Farmers/Herders clash: MCN supports Yobe govt, adopts public policy dialogue

As the conflict between farmers and continue to linger, stakeholders have identified increase in population, influx of foreign herders, encroachment on farm lands, non-availability of water and grazing reserves as the major factors responsible.

The technical team leader, of European Union Managing Conflict in North-east Nigeria, Dr. Ukoha Ukiwo, disclosed this in Damaturu the Yobe state capital at a one-day public policy dialogue to sensitize stakeholders on the need to accommodate each other.

Dr. Ukiwo revealed that, the farmers/herders conflict which had been in existence for some decades has posed threat to national survival.

“The conflict between farmers and herders has been a major source of concern in Africa and Nigeria is mentioned among the African countries badly bedeviled by this conflict on an annual basis.

“In 2018, we heard a report that incidences of farmers and herders conflict have become deadlier, six times deadlier than even the insurgency and so we are bringing the stakeholders together to dialogue on how to live in peace with one another” he explains.

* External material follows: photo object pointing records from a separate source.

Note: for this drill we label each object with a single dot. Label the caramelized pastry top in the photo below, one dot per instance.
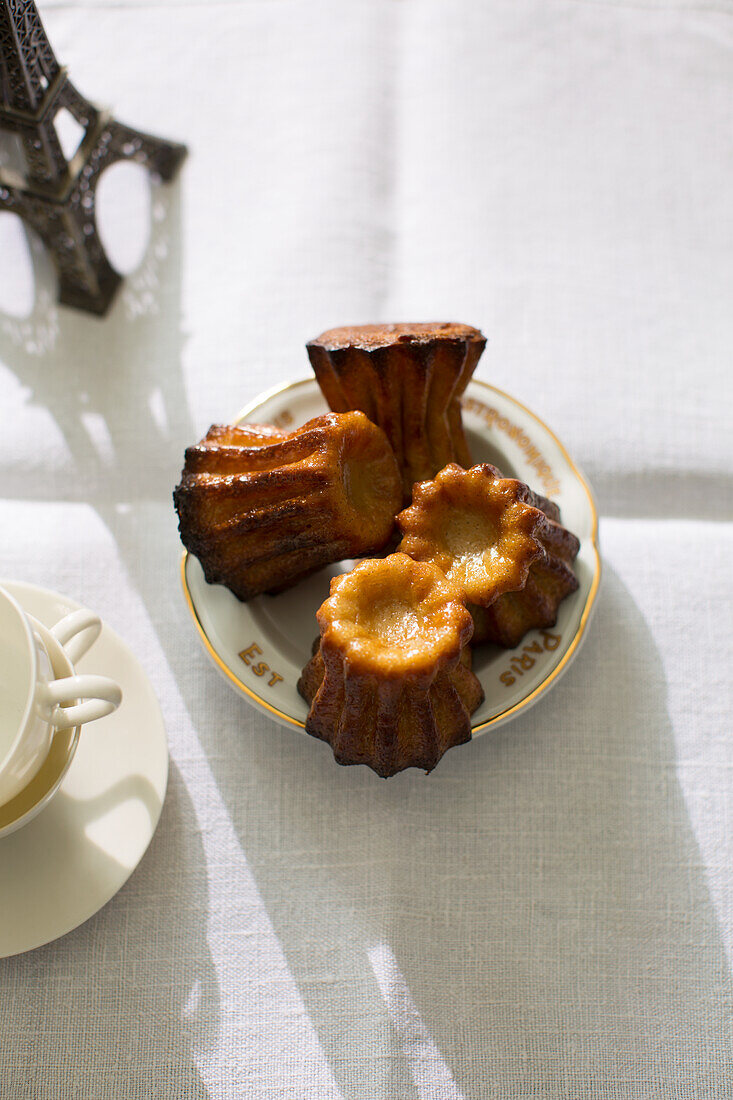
(394, 617)
(383, 336)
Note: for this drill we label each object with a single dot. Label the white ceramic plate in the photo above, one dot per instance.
(72, 858)
(261, 646)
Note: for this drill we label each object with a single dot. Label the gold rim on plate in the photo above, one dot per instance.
(503, 715)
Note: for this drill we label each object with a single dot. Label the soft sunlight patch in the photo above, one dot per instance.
(123, 215)
(17, 278)
(433, 1078)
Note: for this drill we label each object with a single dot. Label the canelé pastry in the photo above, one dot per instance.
(500, 542)
(408, 378)
(263, 508)
(391, 684)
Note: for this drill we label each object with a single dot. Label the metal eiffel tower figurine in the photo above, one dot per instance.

The Commissioner for Agriculture and Natural Resources who represented Governor Mai Mala Buni, said the state government had received approval of the federal government to establish a Livestock Development centre at Jakusko/Nasari Grazing Reserve which is about 50 thousand hectares wide to strengthen peaceful coexistence between the crop and the livestock farmers.

Amshi also revealed, water points, nomadic schools as well as seed multiplication pastures would be provided at the grazing reserves inorder to avert further conflicts.

The National Secretary of the Miyetti Allah Cattle Breeders Association of Nigeria, Baba Uthman, revealed the steps taken by the Yobe state government with the support from Managing Conflict in Northeast Nigeria is very key considering the challenges faced as result of the insurgency.

The State Team Leader of the MCN, Abdulkadir Sambo, earlier in his welcome address explained the aim of the dialogue was to ensure mutual understanding as well as receive suggestions that would help in mitigating any form of misunderstanding.

The public dialogue drew participants from government, security agents, traditional leaders, Fulani groups as well as association of crop farmers.